Not all flashlights are created equal. Some are stronger, consume more power, or have features such as blinking or strobes. Some aren’t even meant for humans, such as a new project that recently received funding from a NASA Institute for Advanced Concepts (NIAC) Phase I award.
Designed by the Ultra Safe Nuclear Corporation (USNC), this flashlight doesn’t emit visible light, but it does emit X-rays and gamma rays, and the researchers on the project think it could be useful for finding resources on the Moon.
The key to this technology is a novel radioisotope that USNC developed that goes by the trade name EmberCore. It is a type of nuclear chargeable ceramic, similar to the radioisotopes contained in the radioisotope thermal generators used by Mars rovers such as Curiosity and Perseverance. So the radioisotope itself can be used as a power source for a rover, but it has a distinct advantage over other RTG cores.
When shielded a specific way, EmberCore emits X- and gamma rays that can be directed to a particular location, much like a flashlight. Effectively, the rover’s power source could also power a high-intensity scanning beam. According to the news release provided by the company in association with the announcement of its Phase I award, the beam could travel many kilometers in an airless world.

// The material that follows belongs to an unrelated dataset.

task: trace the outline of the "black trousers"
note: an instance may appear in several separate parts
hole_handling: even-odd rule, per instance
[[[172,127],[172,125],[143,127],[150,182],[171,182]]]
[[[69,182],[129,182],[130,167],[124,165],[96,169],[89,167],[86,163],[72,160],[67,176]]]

As with many remote sensing applications, that beam would then at least partially reflect back toward a sensor mounted on the rover and can be analyzed to detect the material it was reflecting off of. But X-rays have an additional feature that anyone who has seen a medical one would be familiar with — they can see what’s underneath an object’s surface. Gamma rays can do so as well.
That added advantage makes having a controllable X-ray/gamma-ray remote sensing platform that also serves as the power source of the rover carrying an exciting innovation and precisely the kind of research that NIAC usually goes for. The outcome of this preliminary research would be a mission designed for one of two places on the Moon.
First would be Shackleton Crater, which has long been thought to hold large amounts of water. Accessing that water would be vital to supporting any long-term human effort to live on the Moon. A remote sensing platform that could scan the crater’s surroundings for the most significant deposits on and under the surface would be invaluable for directing astronauts where to look.
Another location would be the famous Sea of Tranquility (Mare Tranquillitatis), where Apollo 11 first touched down on the Moon. It has plenty of exposed rock strata that could provide insights into the geological formation of the Moon. However, they are only accessible by dangerous terrain that would be difficult for any rover to traverse. Hitting them with an EmberCore flashlight would allow a rover to observe them remotely without making the tricky trek to get to them.
NIAC Phase I grants are a first step down a long road toward being used on a space mission. But USNC, which is based in Seattle and headed by a former chief scientist at Los Alamos National Laboratory, and its EmberCore technology are starting down that road with this concept, and it’s not the first one they’re doing. They were also funded by the U.S. military’s Defense Innovation Unit to research a nuclear propulsion engine for spacecraft, also based on the EmberCore engine. There might be plenty of more use cases for this novel innovation in space exploration in the future.